Semantic Navigator App Using Gradio

Even though this is a book on using local LLMs I thought, dear reader, that it would be fun to add a complete web app example that is also an effective application of LLMs to perform natural language processing (NLP) tasks that a decade ago would have required a major development effort and would not have been as effective as the LLM-based solution we use here.

Overview or Semantic Web and Linked Data

The Semantic Web, often referred to as Web 3.0 or the Web of Data, represents an ambitious vision originally proposed by Tim Berners-Lee, the inventor of the World Wide Web. While the traditional web is a collection of documents designed for human consumption—where computers essentially act as mailmen delivering pages they cannot “understand”—the Semantic Web aims to make the underlying data machine-readable. By providing a common framework that allows data to be shared and reused across application, enterprise, and community boundaries, it transforms the internet from a library of isolated silos into a massive, interconnected global database.

At the heart of this transformation is a specific technology stack designed to categorize and link information.

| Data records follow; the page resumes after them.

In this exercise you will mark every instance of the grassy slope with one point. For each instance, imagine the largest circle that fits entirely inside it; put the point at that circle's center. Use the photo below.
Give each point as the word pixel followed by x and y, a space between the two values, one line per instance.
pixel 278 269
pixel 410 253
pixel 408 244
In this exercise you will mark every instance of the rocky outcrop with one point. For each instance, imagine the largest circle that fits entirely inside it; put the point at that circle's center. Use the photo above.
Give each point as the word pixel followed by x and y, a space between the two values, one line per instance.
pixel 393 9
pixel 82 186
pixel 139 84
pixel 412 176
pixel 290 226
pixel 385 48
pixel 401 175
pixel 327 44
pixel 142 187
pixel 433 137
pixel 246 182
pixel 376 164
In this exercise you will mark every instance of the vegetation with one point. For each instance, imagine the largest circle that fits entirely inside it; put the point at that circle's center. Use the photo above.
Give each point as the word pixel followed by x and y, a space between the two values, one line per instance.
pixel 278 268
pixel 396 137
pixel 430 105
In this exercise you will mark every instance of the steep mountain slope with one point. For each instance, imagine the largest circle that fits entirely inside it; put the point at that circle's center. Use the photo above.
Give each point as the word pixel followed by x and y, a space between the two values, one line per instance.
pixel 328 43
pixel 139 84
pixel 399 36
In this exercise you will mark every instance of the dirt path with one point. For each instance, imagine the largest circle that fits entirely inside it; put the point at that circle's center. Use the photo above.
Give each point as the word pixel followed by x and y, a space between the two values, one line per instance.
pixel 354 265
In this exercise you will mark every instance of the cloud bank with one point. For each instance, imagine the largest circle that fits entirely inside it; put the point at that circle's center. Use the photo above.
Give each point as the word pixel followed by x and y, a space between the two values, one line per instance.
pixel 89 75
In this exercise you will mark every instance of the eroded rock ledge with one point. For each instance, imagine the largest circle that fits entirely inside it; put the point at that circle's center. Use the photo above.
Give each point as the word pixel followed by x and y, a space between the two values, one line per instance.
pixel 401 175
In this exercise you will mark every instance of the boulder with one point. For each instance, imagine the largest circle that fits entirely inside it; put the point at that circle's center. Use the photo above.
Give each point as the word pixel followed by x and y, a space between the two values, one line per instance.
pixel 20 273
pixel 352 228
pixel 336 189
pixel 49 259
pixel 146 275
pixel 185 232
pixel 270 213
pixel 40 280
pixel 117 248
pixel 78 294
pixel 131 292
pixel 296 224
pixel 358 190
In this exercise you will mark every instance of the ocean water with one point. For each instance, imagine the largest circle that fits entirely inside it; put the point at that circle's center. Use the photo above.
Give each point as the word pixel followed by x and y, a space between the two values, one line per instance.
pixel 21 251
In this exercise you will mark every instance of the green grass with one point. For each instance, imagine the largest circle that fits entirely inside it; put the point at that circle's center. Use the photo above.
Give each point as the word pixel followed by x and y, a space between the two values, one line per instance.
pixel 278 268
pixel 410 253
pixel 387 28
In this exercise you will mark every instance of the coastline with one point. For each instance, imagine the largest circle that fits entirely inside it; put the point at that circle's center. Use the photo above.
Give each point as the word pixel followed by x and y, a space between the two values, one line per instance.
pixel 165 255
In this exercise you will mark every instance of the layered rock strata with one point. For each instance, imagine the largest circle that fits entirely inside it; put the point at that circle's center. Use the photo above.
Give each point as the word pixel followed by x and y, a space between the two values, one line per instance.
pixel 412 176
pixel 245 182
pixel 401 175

The Resource Description Framework (RDF) serves as the standard data model, breaking down information into “triples” (subject, predicate, and object) that describe relationships between entities. To ensure these entities are unique and discoverable, they are identified using Uniform Resource Identifiers (URIs), which function like permanent, global addresses for concepts rather than just web pages. This layer is often visualized as a “Layer Cake,” progressing from basic syntax to complex logic and trust protocols.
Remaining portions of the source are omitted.